It is official. We own a hillbilly rig.
The fact that the deal was made while two bus drivers (My Loving Spouse and Co-worker) were fueling their buses at a truck stop, does not make it a Hillbilly Rig. The fact that we could pay for it with one trip through the ATM, does not make it a Hillbilly Rig. (These facts just make it an extra vehicle, that was cheap, that My Loving Spouse thought he could fix, so My Girl could drive again to work in something other than our vehicles).

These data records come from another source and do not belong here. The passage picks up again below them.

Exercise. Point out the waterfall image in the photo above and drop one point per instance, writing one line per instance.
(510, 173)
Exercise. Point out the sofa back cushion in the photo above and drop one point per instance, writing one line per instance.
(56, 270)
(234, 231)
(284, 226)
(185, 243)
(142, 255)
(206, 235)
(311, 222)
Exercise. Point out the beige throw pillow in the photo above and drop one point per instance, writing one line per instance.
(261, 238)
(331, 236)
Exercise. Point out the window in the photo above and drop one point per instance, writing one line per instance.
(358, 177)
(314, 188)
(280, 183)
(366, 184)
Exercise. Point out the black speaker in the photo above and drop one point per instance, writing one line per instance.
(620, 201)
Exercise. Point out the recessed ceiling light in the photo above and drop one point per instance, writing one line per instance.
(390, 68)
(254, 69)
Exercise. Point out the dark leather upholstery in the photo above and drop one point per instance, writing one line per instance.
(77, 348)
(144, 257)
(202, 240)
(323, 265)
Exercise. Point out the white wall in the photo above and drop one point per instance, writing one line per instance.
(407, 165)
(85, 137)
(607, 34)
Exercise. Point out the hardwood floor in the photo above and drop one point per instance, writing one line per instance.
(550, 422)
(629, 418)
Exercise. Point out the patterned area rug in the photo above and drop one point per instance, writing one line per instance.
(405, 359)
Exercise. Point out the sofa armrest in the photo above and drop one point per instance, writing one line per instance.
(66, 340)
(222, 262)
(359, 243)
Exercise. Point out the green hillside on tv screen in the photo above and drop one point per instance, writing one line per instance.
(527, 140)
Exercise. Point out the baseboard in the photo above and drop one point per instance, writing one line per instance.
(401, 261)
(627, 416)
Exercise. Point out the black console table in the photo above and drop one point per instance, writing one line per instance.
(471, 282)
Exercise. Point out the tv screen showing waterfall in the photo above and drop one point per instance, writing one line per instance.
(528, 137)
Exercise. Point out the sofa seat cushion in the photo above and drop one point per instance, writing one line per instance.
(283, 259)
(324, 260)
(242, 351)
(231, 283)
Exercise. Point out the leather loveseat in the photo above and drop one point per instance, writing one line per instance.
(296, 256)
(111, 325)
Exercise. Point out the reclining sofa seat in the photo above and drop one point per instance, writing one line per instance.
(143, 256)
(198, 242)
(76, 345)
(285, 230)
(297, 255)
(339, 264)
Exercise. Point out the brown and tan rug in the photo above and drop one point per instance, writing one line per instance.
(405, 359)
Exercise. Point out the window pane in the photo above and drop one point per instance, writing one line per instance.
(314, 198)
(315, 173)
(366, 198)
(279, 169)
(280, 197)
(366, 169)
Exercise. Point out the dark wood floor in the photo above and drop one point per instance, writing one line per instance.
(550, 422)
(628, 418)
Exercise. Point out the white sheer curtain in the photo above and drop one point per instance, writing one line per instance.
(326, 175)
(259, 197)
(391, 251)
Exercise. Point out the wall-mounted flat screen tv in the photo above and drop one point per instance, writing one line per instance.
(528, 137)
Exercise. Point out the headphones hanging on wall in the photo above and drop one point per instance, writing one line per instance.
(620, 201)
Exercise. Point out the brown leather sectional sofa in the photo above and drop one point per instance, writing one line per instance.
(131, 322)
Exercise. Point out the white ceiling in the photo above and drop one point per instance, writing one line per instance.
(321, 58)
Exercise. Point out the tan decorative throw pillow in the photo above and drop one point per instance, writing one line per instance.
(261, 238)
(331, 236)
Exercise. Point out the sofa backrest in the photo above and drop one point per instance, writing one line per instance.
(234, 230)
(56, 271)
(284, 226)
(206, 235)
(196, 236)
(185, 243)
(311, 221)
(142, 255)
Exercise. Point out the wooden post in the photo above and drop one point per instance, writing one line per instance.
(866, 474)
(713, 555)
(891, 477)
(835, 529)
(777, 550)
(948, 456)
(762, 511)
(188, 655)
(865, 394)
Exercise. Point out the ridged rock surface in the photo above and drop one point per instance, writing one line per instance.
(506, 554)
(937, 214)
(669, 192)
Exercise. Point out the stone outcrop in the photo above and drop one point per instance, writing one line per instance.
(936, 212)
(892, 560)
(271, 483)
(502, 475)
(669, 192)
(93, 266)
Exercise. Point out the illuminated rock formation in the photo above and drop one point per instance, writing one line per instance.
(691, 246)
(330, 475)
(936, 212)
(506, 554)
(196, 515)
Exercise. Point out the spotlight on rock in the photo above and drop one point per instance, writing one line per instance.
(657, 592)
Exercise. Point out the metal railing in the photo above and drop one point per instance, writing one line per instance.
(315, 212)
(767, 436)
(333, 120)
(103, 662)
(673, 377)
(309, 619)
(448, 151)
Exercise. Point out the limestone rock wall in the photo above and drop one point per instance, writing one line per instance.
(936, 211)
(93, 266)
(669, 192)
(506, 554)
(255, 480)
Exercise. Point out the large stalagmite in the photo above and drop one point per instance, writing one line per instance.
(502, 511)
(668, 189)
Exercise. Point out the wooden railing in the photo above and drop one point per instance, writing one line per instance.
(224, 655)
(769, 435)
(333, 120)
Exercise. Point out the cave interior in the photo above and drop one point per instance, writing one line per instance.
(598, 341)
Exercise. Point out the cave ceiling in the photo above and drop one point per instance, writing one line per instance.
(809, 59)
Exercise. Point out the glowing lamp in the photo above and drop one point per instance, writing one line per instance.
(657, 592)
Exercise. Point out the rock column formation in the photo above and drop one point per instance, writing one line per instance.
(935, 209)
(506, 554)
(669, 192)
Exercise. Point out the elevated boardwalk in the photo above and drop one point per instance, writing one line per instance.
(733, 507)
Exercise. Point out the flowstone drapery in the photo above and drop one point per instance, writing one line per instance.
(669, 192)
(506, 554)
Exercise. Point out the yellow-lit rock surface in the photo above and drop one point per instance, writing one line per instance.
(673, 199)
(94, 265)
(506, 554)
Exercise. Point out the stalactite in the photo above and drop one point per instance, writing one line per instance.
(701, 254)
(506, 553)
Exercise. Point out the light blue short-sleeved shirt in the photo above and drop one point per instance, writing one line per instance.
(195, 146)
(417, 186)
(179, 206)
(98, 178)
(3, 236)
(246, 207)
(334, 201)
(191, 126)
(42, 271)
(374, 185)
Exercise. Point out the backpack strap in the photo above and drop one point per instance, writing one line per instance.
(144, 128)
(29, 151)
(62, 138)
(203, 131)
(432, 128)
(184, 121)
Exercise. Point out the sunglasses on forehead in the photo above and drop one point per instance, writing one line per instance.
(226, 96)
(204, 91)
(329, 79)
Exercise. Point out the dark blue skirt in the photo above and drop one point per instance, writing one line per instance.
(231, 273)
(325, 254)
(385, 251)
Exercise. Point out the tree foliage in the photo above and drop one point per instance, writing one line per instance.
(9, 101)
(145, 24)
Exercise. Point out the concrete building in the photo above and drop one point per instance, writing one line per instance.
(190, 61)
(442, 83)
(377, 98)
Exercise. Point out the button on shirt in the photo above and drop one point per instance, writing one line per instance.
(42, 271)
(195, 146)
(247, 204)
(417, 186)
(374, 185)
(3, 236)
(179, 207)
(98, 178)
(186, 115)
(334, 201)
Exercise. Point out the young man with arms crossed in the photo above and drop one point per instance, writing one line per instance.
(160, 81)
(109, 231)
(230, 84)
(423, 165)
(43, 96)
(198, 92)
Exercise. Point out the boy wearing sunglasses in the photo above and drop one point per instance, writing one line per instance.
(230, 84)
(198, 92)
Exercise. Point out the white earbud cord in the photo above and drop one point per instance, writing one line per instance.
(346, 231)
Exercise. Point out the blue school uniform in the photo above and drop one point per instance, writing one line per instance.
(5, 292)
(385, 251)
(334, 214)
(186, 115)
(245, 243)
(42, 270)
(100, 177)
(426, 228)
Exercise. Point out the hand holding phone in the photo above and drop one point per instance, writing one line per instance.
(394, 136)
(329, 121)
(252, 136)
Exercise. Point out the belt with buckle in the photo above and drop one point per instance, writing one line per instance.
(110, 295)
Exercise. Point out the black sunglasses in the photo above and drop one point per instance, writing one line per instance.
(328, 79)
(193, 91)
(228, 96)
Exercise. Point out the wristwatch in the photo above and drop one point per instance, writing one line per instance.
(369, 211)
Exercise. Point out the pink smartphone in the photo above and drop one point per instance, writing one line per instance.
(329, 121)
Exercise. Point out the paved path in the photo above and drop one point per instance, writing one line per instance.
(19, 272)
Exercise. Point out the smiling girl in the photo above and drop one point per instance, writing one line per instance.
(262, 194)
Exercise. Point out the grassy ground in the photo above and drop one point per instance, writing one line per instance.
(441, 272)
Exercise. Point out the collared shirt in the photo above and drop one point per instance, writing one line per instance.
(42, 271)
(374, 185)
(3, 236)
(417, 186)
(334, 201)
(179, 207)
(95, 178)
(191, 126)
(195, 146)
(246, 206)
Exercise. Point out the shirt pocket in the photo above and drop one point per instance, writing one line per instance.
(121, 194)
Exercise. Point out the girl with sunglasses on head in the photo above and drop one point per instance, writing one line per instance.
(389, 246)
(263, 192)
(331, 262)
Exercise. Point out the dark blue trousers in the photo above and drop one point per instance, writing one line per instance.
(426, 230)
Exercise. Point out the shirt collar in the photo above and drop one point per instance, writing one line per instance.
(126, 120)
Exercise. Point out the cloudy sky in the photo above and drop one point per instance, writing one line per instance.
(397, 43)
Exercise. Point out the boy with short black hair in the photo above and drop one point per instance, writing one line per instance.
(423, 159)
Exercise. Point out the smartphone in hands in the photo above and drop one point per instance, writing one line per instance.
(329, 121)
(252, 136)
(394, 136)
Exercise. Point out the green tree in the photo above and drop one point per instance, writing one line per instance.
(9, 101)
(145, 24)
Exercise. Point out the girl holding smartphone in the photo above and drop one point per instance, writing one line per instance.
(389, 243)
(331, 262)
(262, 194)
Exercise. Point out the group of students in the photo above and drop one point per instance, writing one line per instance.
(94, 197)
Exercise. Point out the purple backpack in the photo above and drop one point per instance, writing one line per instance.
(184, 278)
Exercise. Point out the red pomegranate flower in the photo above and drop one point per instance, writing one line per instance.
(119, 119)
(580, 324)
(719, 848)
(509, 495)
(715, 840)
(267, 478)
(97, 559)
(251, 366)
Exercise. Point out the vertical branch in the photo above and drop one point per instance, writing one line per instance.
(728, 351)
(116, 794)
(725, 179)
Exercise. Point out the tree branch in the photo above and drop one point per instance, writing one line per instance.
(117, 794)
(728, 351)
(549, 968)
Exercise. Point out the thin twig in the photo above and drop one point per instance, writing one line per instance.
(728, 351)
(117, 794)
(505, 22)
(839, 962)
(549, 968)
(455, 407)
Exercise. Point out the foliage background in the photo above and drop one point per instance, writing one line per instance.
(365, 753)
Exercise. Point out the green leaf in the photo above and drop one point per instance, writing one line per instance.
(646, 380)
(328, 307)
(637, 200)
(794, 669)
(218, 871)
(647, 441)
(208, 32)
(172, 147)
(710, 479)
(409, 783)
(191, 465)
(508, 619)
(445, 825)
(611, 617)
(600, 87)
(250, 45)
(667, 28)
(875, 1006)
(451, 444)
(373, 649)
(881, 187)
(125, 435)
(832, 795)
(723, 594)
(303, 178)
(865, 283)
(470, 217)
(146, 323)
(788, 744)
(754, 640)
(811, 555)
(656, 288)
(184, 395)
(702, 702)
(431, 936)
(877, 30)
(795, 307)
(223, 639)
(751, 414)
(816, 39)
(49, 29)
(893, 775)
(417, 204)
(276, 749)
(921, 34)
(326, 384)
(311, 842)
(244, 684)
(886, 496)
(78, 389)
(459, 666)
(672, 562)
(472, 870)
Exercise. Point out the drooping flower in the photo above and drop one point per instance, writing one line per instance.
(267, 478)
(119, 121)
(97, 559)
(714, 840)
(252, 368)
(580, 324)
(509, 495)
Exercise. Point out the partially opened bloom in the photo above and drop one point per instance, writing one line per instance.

A Hillbilly Rig is often fixed with duct tape.A Hillbilly Rig often has bits missing that are replaced with hand tools….such as window cranks (for those of you, that know how to crank a window).A Hillbilly Rig needs special instructions for regular features, such as how to open the door, because a bolt dropped off. How to start it, because I could not stomp on the clutch hard enough to engage the switch, so My Loving Spouse installed a starter switch for it.A Hillbilly Rig has an antenna ball on the antenna, even though it doesn’t have a radio. A Hillbilly Rig has fancy mud flaps, which the seller wants back, because they are special to him.My Loving Spouse started to explain to me how to take the key out of the ignition, but I told him to not bother. I am leaving the key in. No one is going to steal it, because:
a. They need to know that the key is in it.
b. They need to know how to open the door.
c. They need to know how to start it.
d. They need to know how to drive a stick.
A Hillbilly Rig inspires perfectly ‘normal’ friends to say things to you, such as,
‘We’ve got to pick up some cheap beer and drive up into the hills.’
My Girl better learn to drive a stick and fast, because I want my car back.